他也不知自己这样站了多久,门外又响起开锁的声音,简陋的木板门被推开,向来最爱洁净的喻稚青停在门外,似乎也没想到房内如此脏乱,可他也只是停了一瞬,旋即走进房间。
与他同行的,还有一个高大魁梧的士兵,寸步不离地跟在喻稚青身后,不像护卫,更像是专程看守喻稚青的。
屋里没燃烛火,好在月华慷慨,姑且能看清彼此面容。小陛下见商猗一直傻站着,索性将人拉到一旁坐下,自己也俯下身,听不出什么语气地说道:“手伸出来。”
男人依旧没有任何反应,喻稚青这才意识到商猗或许连手是什么都分不清了,抿了抿唇,正想自己去牵,然而商猗却将手递了出来,掌心血肉模糊,是今日挨打时蹭到了地上石子。
他听见喻稚青浅浅吸了一口气,他想收回手,可喻稚青却拉住了他,带着凉意和一点点刺痛的药粉落在掌心。
月光下,青年雪白的肌肤犹如一块美玉,散发着淡淡的光泽,半垂下的眸连睫毛也被镀了层月华,每眨一下,便好似银翼的蝴蝶振翅,他替他吹去伤口多余的药粉,呼吸的温热似乎比药粉还要灼人。
他忍不住又想要往回收手,喻稚青只当是上药粉刺痛,气势汹汹地说了一句“忍着”,可收手动作却放轻许多。

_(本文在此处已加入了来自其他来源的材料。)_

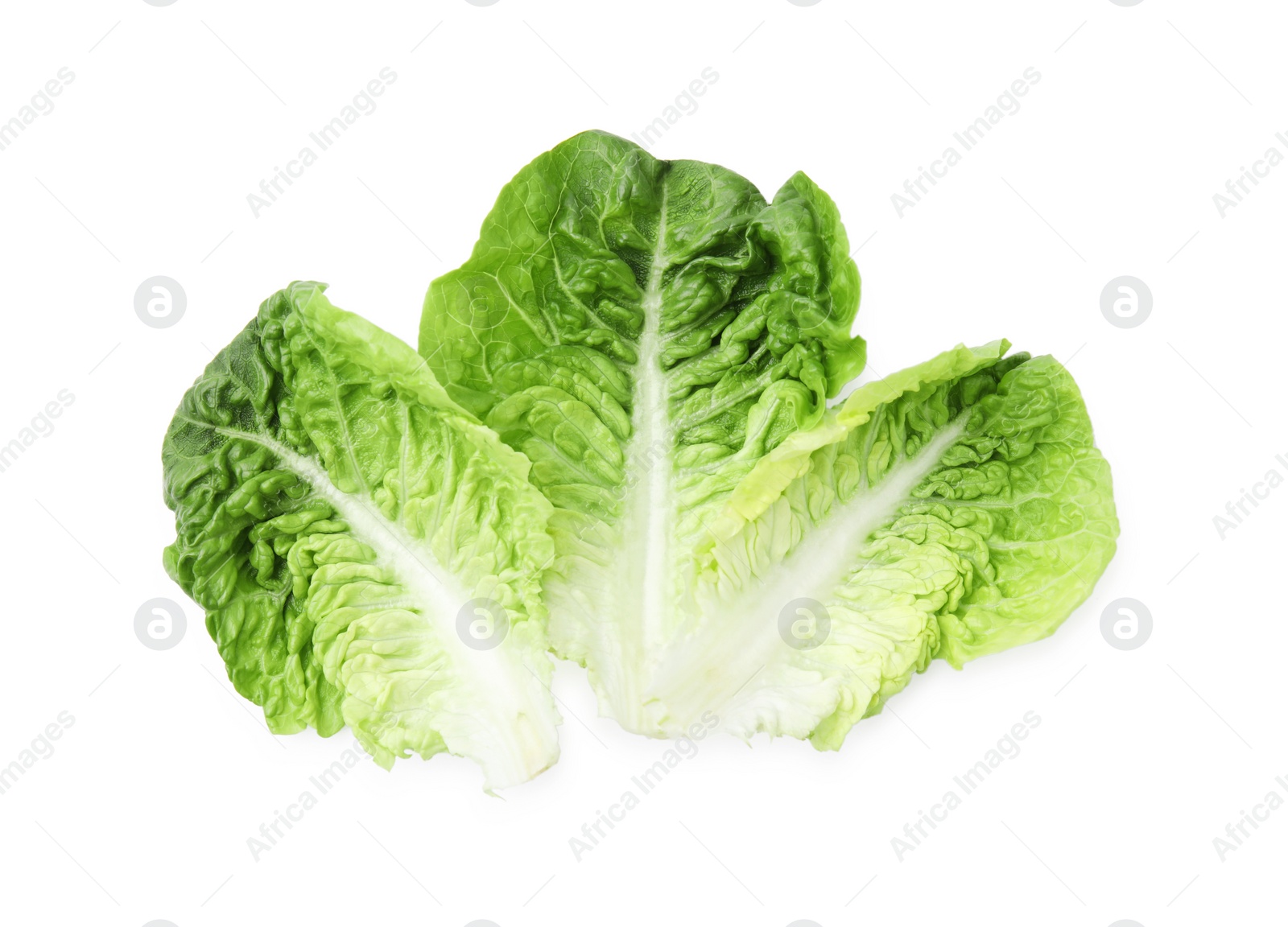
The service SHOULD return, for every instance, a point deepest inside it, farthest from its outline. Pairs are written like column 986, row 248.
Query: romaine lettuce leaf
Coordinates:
column 345, row 523
column 661, row 343
column 643, row 332
column 953, row 509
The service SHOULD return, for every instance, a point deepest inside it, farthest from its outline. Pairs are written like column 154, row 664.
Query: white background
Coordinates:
column 1141, row 757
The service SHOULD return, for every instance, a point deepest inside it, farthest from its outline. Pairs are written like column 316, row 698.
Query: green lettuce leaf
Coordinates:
column 366, row 551
column 644, row 332
column 953, row 509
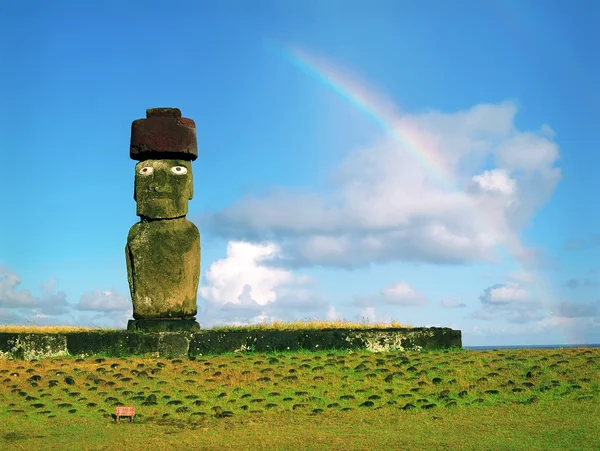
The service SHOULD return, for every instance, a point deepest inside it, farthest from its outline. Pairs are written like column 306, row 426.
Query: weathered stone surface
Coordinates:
column 117, row 344
column 163, row 134
column 168, row 344
column 163, row 325
column 163, row 268
column 163, row 188
column 163, row 249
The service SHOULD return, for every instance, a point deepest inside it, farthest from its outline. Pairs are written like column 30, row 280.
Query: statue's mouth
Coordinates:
column 153, row 195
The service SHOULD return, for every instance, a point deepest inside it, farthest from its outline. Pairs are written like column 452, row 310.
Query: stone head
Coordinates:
column 163, row 188
column 164, row 143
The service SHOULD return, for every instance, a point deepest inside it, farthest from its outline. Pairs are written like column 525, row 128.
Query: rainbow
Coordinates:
column 378, row 110
column 384, row 114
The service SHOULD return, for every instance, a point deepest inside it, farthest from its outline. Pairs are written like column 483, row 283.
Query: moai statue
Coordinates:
column 163, row 249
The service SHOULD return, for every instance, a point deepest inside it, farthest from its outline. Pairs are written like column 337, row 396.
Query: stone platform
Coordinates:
column 207, row 342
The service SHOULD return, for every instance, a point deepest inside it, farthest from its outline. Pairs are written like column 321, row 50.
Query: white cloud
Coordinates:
column 99, row 300
column 452, row 303
column 391, row 201
column 243, row 288
column 402, row 294
column 509, row 293
column 511, row 302
column 11, row 297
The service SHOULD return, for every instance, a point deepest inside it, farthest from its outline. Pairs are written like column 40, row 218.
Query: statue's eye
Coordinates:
column 179, row 170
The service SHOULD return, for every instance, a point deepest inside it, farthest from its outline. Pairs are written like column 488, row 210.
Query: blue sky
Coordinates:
column 308, row 207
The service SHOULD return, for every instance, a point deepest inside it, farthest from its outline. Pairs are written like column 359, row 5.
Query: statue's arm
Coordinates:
column 132, row 233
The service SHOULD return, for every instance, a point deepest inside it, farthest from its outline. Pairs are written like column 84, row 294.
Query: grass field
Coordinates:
column 293, row 325
column 514, row 399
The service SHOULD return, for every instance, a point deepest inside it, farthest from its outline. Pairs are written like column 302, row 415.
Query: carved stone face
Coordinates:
column 163, row 188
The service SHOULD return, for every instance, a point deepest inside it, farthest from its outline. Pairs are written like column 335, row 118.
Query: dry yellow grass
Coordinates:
column 311, row 325
column 45, row 329
column 276, row 325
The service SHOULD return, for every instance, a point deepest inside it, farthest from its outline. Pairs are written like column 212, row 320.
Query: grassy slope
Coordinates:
column 295, row 325
column 558, row 407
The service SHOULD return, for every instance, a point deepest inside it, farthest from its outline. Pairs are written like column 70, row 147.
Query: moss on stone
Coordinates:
column 163, row 267
column 123, row 343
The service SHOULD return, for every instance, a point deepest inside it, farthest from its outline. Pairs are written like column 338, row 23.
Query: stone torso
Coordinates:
column 163, row 268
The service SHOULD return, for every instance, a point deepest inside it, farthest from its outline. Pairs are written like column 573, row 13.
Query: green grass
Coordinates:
column 514, row 399
column 294, row 325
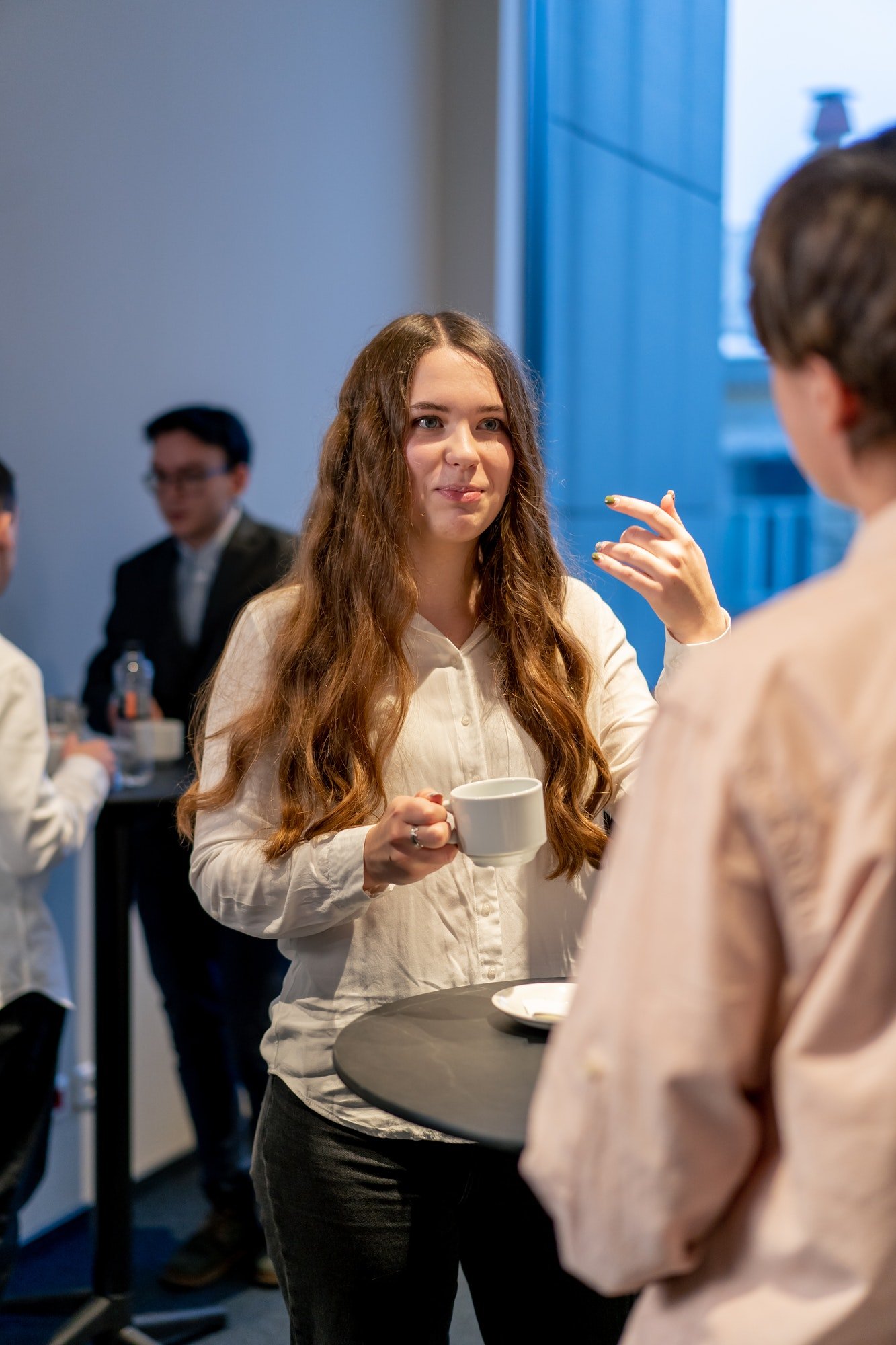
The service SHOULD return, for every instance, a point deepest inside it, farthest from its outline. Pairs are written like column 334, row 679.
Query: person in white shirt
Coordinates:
column 428, row 636
column 42, row 820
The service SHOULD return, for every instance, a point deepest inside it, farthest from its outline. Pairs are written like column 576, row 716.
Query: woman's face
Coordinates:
column 458, row 449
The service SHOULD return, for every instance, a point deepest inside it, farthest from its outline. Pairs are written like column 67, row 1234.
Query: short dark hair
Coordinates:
column 212, row 424
column 7, row 490
column 823, row 275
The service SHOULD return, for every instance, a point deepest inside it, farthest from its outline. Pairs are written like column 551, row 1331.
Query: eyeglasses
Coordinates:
column 190, row 481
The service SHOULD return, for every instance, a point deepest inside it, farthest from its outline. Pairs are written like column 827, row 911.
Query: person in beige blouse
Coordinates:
column 717, row 1117
column 428, row 636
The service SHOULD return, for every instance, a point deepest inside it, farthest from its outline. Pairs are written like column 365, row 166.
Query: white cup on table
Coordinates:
column 499, row 822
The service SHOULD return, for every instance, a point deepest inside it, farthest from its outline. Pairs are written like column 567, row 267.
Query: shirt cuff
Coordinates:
column 346, row 868
column 87, row 769
column 676, row 653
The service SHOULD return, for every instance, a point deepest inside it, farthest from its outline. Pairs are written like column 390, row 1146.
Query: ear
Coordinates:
column 240, row 478
column 838, row 406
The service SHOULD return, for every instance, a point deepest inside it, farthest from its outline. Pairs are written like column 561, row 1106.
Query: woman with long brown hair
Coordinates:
column 428, row 636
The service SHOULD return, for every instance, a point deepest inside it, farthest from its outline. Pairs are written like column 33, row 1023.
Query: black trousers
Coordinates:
column 368, row 1237
column 217, row 987
column 30, row 1031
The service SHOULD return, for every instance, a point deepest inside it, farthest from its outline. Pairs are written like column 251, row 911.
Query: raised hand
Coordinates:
column 391, row 853
column 665, row 567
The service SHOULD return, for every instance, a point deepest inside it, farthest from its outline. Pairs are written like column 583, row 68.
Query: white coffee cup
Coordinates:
column 499, row 822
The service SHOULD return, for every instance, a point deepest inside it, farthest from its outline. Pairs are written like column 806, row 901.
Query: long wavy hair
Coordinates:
column 339, row 684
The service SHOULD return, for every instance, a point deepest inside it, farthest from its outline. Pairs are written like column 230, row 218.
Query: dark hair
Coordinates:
column 823, row 274
column 7, row 490
column 212, row 424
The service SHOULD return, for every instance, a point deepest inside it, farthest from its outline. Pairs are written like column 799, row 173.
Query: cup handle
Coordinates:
column 452, row 839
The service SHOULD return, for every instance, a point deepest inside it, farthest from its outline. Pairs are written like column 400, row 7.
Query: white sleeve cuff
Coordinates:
column 676, row 654
column 346, row 870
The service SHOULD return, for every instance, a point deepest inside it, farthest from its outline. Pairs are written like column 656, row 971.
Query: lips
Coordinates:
column 460, row 494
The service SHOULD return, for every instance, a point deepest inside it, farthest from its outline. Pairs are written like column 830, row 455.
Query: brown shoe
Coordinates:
column 222, row 1243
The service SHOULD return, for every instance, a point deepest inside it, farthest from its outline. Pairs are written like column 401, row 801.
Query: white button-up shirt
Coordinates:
column 197, row 570
column 459, row 926
column 42, row 820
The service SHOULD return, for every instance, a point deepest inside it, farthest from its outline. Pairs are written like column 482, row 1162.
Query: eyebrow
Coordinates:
column 436, row 407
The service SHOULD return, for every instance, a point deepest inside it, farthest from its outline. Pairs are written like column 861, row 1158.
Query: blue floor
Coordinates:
column 167, row 1208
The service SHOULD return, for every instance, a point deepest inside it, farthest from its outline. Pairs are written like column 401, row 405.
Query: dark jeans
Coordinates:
column 368, row 1237
column 217, row 987
column 30, row 1031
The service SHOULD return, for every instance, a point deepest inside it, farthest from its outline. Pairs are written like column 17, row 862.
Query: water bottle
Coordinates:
column 132, row 684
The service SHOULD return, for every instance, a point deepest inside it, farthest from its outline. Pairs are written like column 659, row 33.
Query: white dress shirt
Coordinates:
column 717, row 1116
column 42, row 820
column 462, row 925
column 197, row 570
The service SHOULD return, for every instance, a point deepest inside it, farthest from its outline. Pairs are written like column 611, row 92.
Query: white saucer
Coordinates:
column 538, row 1004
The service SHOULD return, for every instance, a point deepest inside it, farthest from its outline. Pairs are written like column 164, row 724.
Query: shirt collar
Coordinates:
column 423, row 627
column 212, row 549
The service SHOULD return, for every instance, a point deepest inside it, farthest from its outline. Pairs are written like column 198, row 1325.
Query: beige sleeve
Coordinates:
column 642, row 1126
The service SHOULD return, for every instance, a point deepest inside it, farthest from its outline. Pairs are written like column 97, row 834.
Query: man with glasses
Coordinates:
column 179, row 601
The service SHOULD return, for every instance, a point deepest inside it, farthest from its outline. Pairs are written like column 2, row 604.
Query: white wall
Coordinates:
column 212, row 201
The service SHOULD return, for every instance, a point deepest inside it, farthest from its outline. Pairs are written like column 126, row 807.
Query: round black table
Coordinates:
column 447, row 1061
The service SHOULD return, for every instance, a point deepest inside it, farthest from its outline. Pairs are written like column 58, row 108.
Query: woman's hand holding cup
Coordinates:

他飞快地替男人处理完伤势,又从袖中拿出食物送到商猗面前。
喻稚青虽然包扎技术已是突飞猛进,但仍旧没有什么照顾人的经验,只知道沈秋实最爱贪嘴,总以为商猗也该好吃一些,原以为对方看见吃的总会有所反应,结果商猗没看食物,唯是一动不动地注视着他。
目光是那样的熟悉,几乎让喻稚青以为他还是那个过去的商猗,可理智告诉他他必须要面对现实,见商猗似乎连吃东西都不懂,决定采用老法子,将食物掰成小块喂到男人嘴里。
商猗乖乖张口吃了,喻稚青其实记得不能喂太快,但始终还是缺乏经验,又怕商猗饿着,不知不觉间又开始往商猗嘴里一同乱塞。